I suppose it helped that the book I happened upon was humorous and well written (its author to this day remains one of my favorite writers), but more important that that was the idea of escaping into a book. Suddenly it was unclear to me why people bothered to do anything besides read, unless it was of necessity.
I became obsessive about reading, and was not terribly discriminating in my tastes. Gone With the Wind interested me every bit as much as Bullfinch’s Mythology. I would find an author or a genre that seemed acceptable and proceed to shovel everything I could find into my head….
At some point my parents became concerned with the amount of time I spent reading. When I was twelve my father began kicking me out of the house on weekends so that I wouldn’t lie on the couch all day with my nose in a book. All this accomplished was to give me the impetus to go out and find new volumes to read. I would walk several miles downtown, to Fifty-firth Street and Fifth Avenue, where Doubleday had its flagship store. I was more than content to perch on an uncomfortable stool reading all day and then walk home, pretending that I’d been out and about and performing energetic childhood activities for hours.
I’ve never been prone to buying fancy clothes, or meals in nice restaurants. But I’ve always allowed myself to buy books, no matter how meager a budget I was living on at the time. Anytime I come across a book that holds the slightest potential that someday I may want to read some part of it I pick it up and bring it home. It isn’t a mania for collecting—it’s a defense against boredom. The fact that my shelves are filled with things I haven’t yet read and want to, and things that I’ve read before and want to revisit, means I will never be at a loss for entertainment at home.
—Ammon Shea, Reading the OED: One Man, One Year, 21,730 Pages
Thanks to this book I have learned some very useful and pertinent words. My favourites among these are:
Petrichor: The pleasant loamy smell of rain on the ground, especially after a long dry spell.

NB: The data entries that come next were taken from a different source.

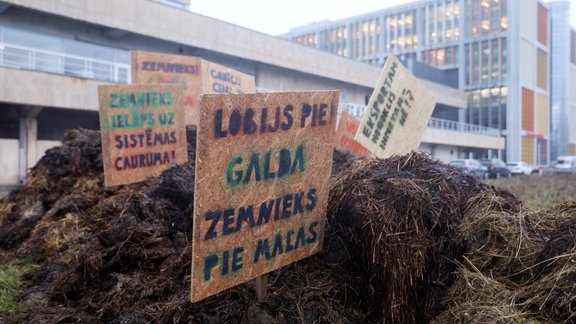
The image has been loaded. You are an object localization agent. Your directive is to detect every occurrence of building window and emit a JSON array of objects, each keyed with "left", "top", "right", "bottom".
[
  {"left": 537, "top": 3, "right": 548, "bottom": 46},
  {"left": 537, "top": 49, "right": 548, "bottom": 90}
]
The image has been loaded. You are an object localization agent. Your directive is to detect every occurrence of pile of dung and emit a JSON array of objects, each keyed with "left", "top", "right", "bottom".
[
  {"left": 436, "top": 195, "right": 576, "bottom": 323},
  {"left": 325, "top": 153, "right": 519, "bottom": 323},
  {"left": 0, "top": 128, "right": 365, "bottom": 323},
  {"left": 6, "top": 128, "right": 576, "bottom": 323}
]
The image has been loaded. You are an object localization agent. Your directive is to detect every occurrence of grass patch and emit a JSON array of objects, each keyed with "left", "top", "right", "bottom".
[{"left": 0, "top": 255, "right": 34, "bottom": 317}]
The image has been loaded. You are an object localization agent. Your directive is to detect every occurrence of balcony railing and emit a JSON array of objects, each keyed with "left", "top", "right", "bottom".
[
  {"left": 428, "top": 118, "right": 500, "bottom": 136},
  {"left": 0, "top": 43, "right": 130, "bottom": 83}
]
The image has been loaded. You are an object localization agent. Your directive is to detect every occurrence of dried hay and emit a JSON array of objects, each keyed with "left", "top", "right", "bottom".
[
  {"left": 325, "top": 153, "right": 518, "bottom": 323},
  {"left": 436, "top": 196, "right": 576, "bottom": 323},
  {"left": 0, "top": 124, "right": 576, "bottom": 323}
]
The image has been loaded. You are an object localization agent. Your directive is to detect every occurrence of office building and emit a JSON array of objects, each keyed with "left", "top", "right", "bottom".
[
  {"left": 0, "top": 0, "right": 504, "bottom": 187},
  {"left": 283, "top": 0, "right": 576, "bottom": 165}
]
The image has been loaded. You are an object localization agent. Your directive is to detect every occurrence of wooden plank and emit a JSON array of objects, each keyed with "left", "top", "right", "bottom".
[
  {"left": 98, "top": 85, "right": 188, "bottom": 186},
  {"left": 202, "top": 60, "right": 256, "bottom": 94},
  {"left": 354, "top": 54, "right": 436, "bottom": 158},
  {"left": 335, "top": 112, "right": 370, "bottom": 157},
  {"left": 130, "top": 51, "right": 256, "bottom": 125},
  {"left": 191, "top": 91, "right": 339, "bottom": 301},
  {"left": 255, "top": 274, "right": 268, "bottom": 302},
  {"left": 130, "top": 51, "right": 202, "bottom": 125}
]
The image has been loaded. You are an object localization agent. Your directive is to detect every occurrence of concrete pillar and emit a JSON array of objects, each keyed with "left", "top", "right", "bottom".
[{"left": 18, "top": 107, "right": 42, "bottom": 184}]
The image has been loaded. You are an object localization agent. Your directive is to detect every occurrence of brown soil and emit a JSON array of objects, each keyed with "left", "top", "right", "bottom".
[{"left": 0, "top": 128, "right": 576, "bottom": 323}]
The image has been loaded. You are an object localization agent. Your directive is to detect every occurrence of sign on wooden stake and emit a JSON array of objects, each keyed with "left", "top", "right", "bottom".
[
  {"left": 98, "top": 85, "right": 188, "bottom": 186},
  {"left": 191, "top": 91, "right": 338, "bottom": 301},
  {"left": 354, "top": 54, "right": 436, "bottom": 158}
]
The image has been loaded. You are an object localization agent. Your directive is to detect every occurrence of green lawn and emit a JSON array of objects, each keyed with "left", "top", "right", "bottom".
[{"left": 0, "top": 254, "right": 33, "bottom": 317}]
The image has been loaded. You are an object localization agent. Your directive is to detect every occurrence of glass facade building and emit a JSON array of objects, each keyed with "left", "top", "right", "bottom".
[{"left": 283, "top": 0, "right": 576, "bottom": 165}]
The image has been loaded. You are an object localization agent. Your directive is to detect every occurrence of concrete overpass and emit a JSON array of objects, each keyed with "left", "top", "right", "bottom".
[{"left": 0, "top": 0, "right": 503, "bottom": 185}]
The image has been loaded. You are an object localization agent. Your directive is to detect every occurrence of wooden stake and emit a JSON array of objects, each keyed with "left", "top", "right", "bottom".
[{"left": 256, "top": 274, "right": 268, "bottom": 302}]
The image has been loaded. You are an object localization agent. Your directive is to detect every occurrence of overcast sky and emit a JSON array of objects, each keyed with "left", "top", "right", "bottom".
[{"left": 190, "top": 0, "right": 576, "bottom": 35}]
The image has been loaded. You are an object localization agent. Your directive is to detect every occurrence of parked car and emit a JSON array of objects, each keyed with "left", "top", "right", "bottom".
[
  {"left": 450, "top": 159, "right": 488, "bottom": 179},
  {"left": 546, "top": 155, "right": 576, "bottom": 174},
  {"left": 506, "top": 161, "right": 534, "bottom": 175},
  {"left": 480, "top": 159, "right": 512, "bottom": 179}
]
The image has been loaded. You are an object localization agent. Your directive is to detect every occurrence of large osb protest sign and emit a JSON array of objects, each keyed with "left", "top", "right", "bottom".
[
  {"left": 130, "top": 51, "right": 256, "bottom": 125},
  {"left": 335, "top": 112, "right": 370, "bottom": 157},
  {"left": 191, "top": 91, "right": 338, "bottom": 301},
  {"left": 98, "top": 85, "right": 188, "bottom": 186},
  {"left": 354, "top": 55, "right": 436, "bottom": 158}
]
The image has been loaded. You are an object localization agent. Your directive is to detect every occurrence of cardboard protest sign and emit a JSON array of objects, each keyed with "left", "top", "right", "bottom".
[
  {"left": 98, "top": 85, "right": 188, "bottom": 186},
  {"left": 130, "top": 51, "right": 256, "bottom": 125},
  {"left": 354, "top": 54, "right": 436, "bottom": 158},
  {"left": 335, "top": 112, "right": 370, "bottom": 157},
  {"left": 191, "top": 91, "right": 338, "bottom": 301}
]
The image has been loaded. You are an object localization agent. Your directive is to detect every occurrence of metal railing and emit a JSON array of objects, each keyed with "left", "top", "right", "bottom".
[
  {"left": 428, "top": 118, "right": 500, "bottom": 136},
  {"left": 0, "top": 43, "right": 130, "bottom": 83}
]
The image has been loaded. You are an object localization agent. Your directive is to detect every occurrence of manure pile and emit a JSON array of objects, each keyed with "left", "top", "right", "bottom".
[{"left": 0, "top": 128, "right": 576, "bottom": 323}]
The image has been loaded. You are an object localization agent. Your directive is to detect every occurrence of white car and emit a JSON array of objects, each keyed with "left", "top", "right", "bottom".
[
  {"left": 547, "top": 155, "right": 576, "bottom": 174},
  {"left": 506, "top": 162, "right": 534, "bottom": 175}
]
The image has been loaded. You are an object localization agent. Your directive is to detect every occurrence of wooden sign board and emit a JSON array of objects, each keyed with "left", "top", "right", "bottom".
[
  {"left": 98, "top": 85, "right": 188, "bottom": 186},
  {"left": 130, "top": 51, "right": 256, "bottom": 125},
  {"left": 130, "top": 51, "right": 202, "bottom": 125},
  {"left": 191, "top": 91, "right": 339, "bottom": 301},
  {"left": 354, "top": 54, "right": 436, "bottom": 158},
  {"left": 335, "top": 112, "right": 370, "bottom": 157},
  {"left": 202, "top": 60, "right": 256, "bottom": 94}
]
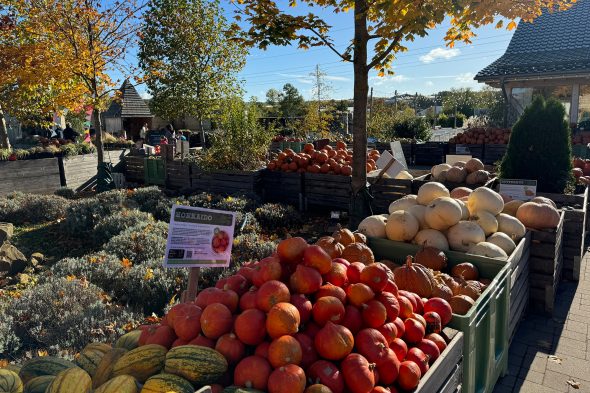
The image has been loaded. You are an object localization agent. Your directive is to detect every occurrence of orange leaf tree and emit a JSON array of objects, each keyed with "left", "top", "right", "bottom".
[{"left": 234, "top": 0, "right": 576, "bottom": 217}]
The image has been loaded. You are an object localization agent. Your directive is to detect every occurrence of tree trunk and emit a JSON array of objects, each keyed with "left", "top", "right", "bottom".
[
  {"left": 92, "top": 108, "right": 104, "bottom": 165},
  {"left": 0, "top": 105, "right": 10, "bottom": 149},
  {"left": 352, "top": 0, "right": 369, "bottom": 194}
]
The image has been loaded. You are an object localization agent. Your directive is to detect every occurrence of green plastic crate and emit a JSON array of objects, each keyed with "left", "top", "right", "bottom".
[
  {"left": 144, "top": 158, "right": 166, "bottom": 186},
  {"left": 368, "top": 238, "right": 511, "bottom": 393}
]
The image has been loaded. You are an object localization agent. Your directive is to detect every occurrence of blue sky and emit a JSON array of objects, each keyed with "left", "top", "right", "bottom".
[{"left": 133, "top": 0, "right": 513, "bottom": 100}]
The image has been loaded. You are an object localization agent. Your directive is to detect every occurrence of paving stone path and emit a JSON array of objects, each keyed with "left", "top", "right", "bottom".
[{"left": 494, "top": 252, "right": 590, "bottom": 393}]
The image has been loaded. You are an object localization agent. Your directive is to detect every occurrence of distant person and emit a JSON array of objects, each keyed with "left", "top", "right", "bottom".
[
  {"left": 139, "top": 123, "right": 149, "bottom": 141},
  {"left": 63, "top": 123, "right": 80, "bottom": 142}
]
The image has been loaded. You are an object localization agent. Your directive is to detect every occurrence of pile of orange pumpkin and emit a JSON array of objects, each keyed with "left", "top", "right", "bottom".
[
  {"left": 266, "top": 141, "right": 380, "bottom": 176},
  {"left": 140, "top": 229, "right": 452, "bottom": 393}
]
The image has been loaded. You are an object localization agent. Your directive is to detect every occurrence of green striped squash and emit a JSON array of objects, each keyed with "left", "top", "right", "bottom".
[
  {"left": 45, "top": 367, "right": 92, "bottom": 393},
  {"left": 164, "top": 345, "right": 227, "bottom": 386},
  {"left": 76, "top": 343, "right": 111, "bottom": 377},
  {"left": 24, "top": 375, "right": 55, "bottom": 393},
  {"left": 94, "top": 375, "right": 139, "bottom": 393},
  {"left": 141, "top": 373, "right": 195, "bottom": 393},
  {"left": 115, "top": 330, "right": 141, "bottom": 351},
  {"left": 0, "top": 368, "right": 23, "bottom": 393},
  {"left": 112, "top": 344, "right": 166, "bottom": 383},
  {"left": 92, "top": 348, "right": 127, "bottom": 389},
  {"left": 18, "top": 356, "right": 76, "bottom": 384}
]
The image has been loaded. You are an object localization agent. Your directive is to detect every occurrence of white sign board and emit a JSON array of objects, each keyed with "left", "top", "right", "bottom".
[
  {"left": 389, "top": 141, "right": 408, "bottom": 169},
  {"left": 455, "top": 145, "right": 471, "bottom": 154},
  {"left": 376, "top": 150, "right": 406, "bottom": 179},
  {"left": 164, "top": 205, "right": 236, "bottom": 267},
  {"left": 446, "top": 154, "right": 471, "bottom": 165},
  {"left": 498, "top": 179, "right": 537, "bottom": 201}
]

I love this smell and never had a word to describe it. Now I do.
Psithurism: The whispering of leaves moved by the wind.
Nice example of onomatopoeia.
Lectory: A place for reading.
See also cozy reading corner.
Onomatomania: Vexation at having difficulty in finding the right word.
Reading the OED may be the cure for this, if one can tolerate the side-effects (headaches, aphasia due to the logjam of words in one’s head, being thought strange by librarians).